Unit tests are good for testing things in isolation. They let you control the inputs, both direct and dependent, and make sure the result is what you expect. The tighter the control you have the more reproducible the test and the fewer false positives you get. And it’s important to test not just that good inputs produce correct answers. You also need to ensure that all the possible combinations of incorrect inputs produce the correct response, whatever that means in your case. Having good, hermetic, unit tests is crucial to minimizing regressions.
Integration tests, on the other hand, have a whole different kind of isolation. You want integration tests to have as few controlled inputs as possible, but you want to be sure that the results of your integration tests are kept out of your production systems. Because what if there’s something wrong that you haven’t found yet. You run them carefully, and you know exactly what to expect as a result so you can look for small changes. Having good integration tests is crucial to finding problems with interactions and emergent behaviors. And if (when) you find some, it’s a good idea to figure out how to add them to the unit tests as controlled dependent inputs.
Scale tests are kind of like integration tests, but you’re looking for different things. Instead of having a small number of hand-crafted input sets and caring about the specific results, scale tests use lots of inputs and see what the impact of demand/concurrency is. The actual results aren’t checked. Instead the error rates and internal metrics, such as response time, queue sizes, memory used, are tracked and anomalies are flagged. Scale tests include not just the number of requests, but the number of requests per time and time at scale to see how a system responds to spikes and long periods of high demand. Good scale tests need lots of input, but give you confidence that your production systems will keep running if they get deployed.
Then there are tests you run in production. Some call those experiments or A/B tests, but they’re tests just the same. You’re just testing how something not under your direct control responds to changes. Things can get really dicey here. First, you need a good way to segment the population so only a subset get the new experience. You need to be able to define the group tightly and repeatably, If subjects go in and out of the group it’s probably not valid. You need to ensure that not too many subjects are in the test. You need to make sure that the test doesn’t have an unwanted impact on the control group. You need them though because good experiments let you test things safely in the real world with real users.
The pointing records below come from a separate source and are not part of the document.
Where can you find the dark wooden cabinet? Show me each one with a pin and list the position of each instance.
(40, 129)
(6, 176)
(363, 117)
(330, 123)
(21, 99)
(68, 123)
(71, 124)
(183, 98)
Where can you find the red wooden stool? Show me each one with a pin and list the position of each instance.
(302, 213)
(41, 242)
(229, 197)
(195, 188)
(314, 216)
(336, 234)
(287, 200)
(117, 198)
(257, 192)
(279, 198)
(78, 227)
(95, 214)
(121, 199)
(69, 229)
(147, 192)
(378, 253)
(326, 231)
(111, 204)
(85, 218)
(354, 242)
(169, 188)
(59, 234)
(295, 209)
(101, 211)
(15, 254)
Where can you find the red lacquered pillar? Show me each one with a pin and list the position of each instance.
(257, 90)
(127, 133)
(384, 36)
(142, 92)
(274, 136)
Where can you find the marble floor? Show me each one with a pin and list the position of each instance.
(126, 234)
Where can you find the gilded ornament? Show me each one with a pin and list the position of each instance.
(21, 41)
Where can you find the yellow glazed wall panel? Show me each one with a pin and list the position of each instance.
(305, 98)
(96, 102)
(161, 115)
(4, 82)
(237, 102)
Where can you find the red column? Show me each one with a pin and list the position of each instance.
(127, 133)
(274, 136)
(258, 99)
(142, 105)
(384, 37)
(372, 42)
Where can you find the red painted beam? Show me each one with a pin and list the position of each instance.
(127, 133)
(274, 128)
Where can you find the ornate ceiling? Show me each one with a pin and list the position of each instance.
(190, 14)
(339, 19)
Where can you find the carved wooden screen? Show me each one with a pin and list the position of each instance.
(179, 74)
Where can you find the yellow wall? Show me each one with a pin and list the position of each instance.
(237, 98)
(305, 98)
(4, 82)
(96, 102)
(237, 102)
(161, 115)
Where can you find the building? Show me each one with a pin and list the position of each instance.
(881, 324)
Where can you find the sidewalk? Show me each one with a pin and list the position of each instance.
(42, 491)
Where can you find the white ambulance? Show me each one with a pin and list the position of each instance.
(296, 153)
And of course you need frameworks to handle all of these different kinds of tests. Sure, everyone could write their own, but that’s a huge duplication of effort. And worse than that, it increases cognitive load, because now you have to worry not only about the tests you’re doing, but how the tests are done as well. And the last thing I want people running tests to worry about is if the test harness is really running the tests that have been written and returning the correct results.